The likelihood is that broader support has formed within Europe to prevent its energy assets from being swallowed up by wallet-thick petro-states like Russia and also Saudi Arabia.
Russia bristles at such attitudes, calling them hypocritical. And it is true that some of the criticism from Europe and the U.S. has been self-serving and at times hysterical.
Yet Moscow is short-sighted if it believes that no one has taken account of its behavior in Central Asia and the Caucasus.
Since the 1991 Soviet breakup, oil and natural gas export pipelines that pass through Russia have been routinely blocked or bottled up to use by Kazakhstan and Turkmenistan. A needed expansion of the export pipeline from Kazakhstan's supergiant Tengiz oilfield has been blocked at least partly for Russian geopolitical reasons (in order to counterbalance the U.S.-backed Baku-Ceyhan pipeline by forcing Chevron to help build a rival pipeline through Bulgaria and Greece to the Mediterranean). And Georgia has regularly suffered oddly timed cutoffs of its natural gas supply.
In part there are financial reasons for these acts; but the over-arching explanation is that Russia has a history of bullying whom it can, and attempting to keep its former colonies under its thumb.
The working papers no doubt will go through revisions. But there is no doubt that Europe will adopt some sort of legal mechanism to make it harder for outside countries to buy its energy assets.
How stringent that mechanism is will depend on how convincing Russia is that its treatment of its former Soviet colonies has been an aberration.
Labels: european union, natural gas, oil pipelines, Russia, Russian oil


3 Comments:
If the proposed rules become reality, will the European Union have conflicting policies towards the Central Asian states? The EU wants them to be independent but at the same time it would be blocking the kind of acquisitions that would boost those countries' independence. As you noted the other day, downstream acquisitions are essential if, say, Kazakhstan's oil company were to become a truly global major.

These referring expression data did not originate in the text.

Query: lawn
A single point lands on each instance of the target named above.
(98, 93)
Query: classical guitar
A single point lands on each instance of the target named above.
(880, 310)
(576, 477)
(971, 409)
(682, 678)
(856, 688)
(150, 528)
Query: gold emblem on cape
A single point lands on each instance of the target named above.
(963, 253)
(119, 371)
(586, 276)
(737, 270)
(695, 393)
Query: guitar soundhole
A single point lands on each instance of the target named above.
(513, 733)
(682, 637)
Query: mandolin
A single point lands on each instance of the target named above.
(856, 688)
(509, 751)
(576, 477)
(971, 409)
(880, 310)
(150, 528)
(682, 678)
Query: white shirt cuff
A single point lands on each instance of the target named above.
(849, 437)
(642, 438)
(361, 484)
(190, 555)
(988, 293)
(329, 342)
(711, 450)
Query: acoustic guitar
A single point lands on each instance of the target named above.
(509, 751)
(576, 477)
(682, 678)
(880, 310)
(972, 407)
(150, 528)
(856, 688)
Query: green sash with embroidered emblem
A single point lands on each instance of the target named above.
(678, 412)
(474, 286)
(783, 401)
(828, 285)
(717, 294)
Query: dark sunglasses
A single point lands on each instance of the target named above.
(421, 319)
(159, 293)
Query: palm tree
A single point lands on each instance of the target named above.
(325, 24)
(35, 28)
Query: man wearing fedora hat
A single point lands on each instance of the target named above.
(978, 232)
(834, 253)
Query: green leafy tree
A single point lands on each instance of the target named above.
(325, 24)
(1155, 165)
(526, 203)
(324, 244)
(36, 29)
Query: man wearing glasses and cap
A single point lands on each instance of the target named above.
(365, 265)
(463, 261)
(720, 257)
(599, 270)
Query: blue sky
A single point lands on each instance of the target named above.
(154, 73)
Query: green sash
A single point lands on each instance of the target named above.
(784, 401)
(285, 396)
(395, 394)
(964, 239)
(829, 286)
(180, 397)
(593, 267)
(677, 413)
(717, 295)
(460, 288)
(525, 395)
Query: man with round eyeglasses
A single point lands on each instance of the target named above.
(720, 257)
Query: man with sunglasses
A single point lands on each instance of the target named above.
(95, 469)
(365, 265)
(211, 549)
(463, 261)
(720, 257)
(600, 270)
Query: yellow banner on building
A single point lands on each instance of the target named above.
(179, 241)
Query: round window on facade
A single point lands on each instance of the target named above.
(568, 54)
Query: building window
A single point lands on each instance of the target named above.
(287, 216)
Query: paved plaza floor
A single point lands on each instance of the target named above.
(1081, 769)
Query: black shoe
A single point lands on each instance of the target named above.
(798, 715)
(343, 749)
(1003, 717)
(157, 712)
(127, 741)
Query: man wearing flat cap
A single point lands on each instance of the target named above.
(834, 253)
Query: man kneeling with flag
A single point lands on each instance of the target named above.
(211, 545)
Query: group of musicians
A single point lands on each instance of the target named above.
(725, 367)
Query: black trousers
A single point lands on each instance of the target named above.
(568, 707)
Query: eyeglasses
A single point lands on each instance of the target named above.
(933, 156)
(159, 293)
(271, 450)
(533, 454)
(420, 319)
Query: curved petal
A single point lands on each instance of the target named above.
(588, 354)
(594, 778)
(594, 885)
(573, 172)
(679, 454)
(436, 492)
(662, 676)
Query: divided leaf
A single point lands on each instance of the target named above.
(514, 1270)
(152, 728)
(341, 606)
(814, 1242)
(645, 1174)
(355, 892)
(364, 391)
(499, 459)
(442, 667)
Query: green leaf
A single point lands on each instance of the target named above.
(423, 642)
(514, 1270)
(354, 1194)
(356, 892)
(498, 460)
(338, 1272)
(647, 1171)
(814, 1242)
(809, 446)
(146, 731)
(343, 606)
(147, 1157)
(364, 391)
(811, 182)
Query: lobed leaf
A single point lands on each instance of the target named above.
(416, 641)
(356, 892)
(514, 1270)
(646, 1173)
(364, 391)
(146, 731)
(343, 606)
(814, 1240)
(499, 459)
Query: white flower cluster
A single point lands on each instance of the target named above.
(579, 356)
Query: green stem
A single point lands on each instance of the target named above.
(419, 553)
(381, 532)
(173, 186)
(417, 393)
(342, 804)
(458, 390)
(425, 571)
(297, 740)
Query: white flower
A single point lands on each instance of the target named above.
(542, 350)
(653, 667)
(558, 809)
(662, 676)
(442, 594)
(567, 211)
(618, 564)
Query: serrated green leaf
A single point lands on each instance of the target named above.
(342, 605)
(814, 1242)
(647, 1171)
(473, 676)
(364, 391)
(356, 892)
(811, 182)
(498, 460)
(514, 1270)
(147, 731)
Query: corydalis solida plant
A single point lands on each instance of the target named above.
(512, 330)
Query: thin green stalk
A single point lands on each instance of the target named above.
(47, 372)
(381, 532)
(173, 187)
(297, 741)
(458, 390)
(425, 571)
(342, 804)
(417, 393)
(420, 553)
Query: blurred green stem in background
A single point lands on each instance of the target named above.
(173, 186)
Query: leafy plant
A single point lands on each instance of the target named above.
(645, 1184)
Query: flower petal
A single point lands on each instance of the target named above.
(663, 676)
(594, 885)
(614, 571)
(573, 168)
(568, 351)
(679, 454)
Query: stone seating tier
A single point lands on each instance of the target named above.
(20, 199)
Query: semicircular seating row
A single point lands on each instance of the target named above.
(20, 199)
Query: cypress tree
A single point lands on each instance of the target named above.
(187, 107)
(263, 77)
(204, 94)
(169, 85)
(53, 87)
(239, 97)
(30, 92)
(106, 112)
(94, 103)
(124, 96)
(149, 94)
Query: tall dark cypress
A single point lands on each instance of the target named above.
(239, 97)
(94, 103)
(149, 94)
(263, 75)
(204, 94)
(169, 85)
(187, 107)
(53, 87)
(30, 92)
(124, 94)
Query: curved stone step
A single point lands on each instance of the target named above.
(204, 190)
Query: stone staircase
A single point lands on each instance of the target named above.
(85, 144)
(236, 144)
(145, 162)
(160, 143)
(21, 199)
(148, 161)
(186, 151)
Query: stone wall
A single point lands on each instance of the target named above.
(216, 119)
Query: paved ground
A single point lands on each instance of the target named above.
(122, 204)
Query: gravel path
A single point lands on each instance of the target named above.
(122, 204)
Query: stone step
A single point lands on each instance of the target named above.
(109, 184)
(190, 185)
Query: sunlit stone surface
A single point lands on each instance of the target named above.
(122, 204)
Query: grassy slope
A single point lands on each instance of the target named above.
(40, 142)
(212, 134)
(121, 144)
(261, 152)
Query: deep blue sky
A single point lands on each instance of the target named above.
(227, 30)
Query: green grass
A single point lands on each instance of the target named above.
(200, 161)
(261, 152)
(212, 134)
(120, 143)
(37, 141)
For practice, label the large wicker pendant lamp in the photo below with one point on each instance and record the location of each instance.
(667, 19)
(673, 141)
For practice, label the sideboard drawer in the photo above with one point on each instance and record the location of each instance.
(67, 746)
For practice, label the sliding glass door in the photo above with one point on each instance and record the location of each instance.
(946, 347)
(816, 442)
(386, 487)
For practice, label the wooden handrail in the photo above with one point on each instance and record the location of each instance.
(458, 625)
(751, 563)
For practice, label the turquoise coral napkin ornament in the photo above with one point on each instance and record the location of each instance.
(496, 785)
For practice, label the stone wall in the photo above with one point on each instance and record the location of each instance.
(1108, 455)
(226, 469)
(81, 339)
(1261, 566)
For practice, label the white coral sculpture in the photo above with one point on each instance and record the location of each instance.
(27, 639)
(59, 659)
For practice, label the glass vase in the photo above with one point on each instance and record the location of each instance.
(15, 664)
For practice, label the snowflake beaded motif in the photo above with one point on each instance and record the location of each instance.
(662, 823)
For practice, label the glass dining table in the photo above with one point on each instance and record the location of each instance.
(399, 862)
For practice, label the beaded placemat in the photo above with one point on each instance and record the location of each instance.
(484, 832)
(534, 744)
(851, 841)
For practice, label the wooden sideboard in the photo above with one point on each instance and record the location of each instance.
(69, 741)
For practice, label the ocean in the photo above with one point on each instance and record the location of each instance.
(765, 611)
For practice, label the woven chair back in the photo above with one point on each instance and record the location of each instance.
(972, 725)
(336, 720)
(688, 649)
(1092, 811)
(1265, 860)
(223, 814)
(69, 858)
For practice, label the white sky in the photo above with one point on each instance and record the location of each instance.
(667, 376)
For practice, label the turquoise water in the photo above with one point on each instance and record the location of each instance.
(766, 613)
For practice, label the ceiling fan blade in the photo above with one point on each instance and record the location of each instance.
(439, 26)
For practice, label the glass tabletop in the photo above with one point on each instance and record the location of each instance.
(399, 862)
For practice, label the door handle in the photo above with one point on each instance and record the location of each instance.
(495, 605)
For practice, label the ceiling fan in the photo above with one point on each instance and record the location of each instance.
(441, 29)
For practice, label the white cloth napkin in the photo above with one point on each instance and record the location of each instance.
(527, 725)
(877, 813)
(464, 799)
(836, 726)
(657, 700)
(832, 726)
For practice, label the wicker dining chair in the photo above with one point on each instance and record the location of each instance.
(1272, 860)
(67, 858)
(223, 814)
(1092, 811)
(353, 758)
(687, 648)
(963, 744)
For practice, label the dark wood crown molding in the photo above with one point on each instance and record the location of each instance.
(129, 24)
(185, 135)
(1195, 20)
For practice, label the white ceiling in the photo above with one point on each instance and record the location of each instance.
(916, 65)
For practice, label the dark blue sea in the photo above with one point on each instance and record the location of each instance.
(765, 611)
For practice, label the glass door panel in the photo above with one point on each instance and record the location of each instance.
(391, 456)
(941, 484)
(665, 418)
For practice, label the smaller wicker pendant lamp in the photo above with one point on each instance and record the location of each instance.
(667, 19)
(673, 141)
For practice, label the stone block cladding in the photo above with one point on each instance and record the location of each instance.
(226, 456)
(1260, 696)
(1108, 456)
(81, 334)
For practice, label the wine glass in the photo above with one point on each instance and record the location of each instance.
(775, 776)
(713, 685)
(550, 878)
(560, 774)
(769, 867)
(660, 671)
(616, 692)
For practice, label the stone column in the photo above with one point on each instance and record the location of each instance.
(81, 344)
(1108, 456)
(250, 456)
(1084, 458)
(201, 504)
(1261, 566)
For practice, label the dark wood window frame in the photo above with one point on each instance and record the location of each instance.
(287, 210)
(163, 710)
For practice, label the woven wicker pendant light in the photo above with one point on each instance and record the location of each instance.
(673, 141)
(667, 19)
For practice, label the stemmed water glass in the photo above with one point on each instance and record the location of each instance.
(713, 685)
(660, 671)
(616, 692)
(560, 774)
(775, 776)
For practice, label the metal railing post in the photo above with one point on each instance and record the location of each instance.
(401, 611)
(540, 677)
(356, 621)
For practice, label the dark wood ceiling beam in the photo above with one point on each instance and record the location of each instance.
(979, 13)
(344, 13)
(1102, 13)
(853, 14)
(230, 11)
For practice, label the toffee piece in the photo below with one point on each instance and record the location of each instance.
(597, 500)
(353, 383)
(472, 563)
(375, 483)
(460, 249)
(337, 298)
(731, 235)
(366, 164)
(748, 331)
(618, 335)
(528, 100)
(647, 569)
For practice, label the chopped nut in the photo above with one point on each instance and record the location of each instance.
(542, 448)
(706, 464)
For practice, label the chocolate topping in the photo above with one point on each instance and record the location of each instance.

The balance points between journalism, fiction, political reality are borders without controls. No doubt rightly so.
There is Oxford/London, there is Boston-Cambridge/DC (even New Haven) and then there are acute people who write between. Sometimes in fiction.
Am wondering about the 'muddy line' (not muddy boots) between life and fiction. Not speaking politik. Just fiction and sure knowledge. Difference is doubt, 'suggestion', the unknown. I salute HWH for looking at a new surveillance issue. Am old enough to remember McCarthy. How wonderful that a blog marries research, conjecture, and fiction.
Eric, for some time, EU countries have mulled the issue of Russian ownership of its assets. It does not want to appear to be creating a blacklist; on the other hand it wants to be cautious. So some sales -- even of large assets -- will go through depending on the country. For instance, Germany and Italy seem a lot less put out by such sales, while Poland and Lithuania are concerned. Somewhere in the mix, Kazakhstan and -- if it so wishes, Azerbaijan -- will pick up assets.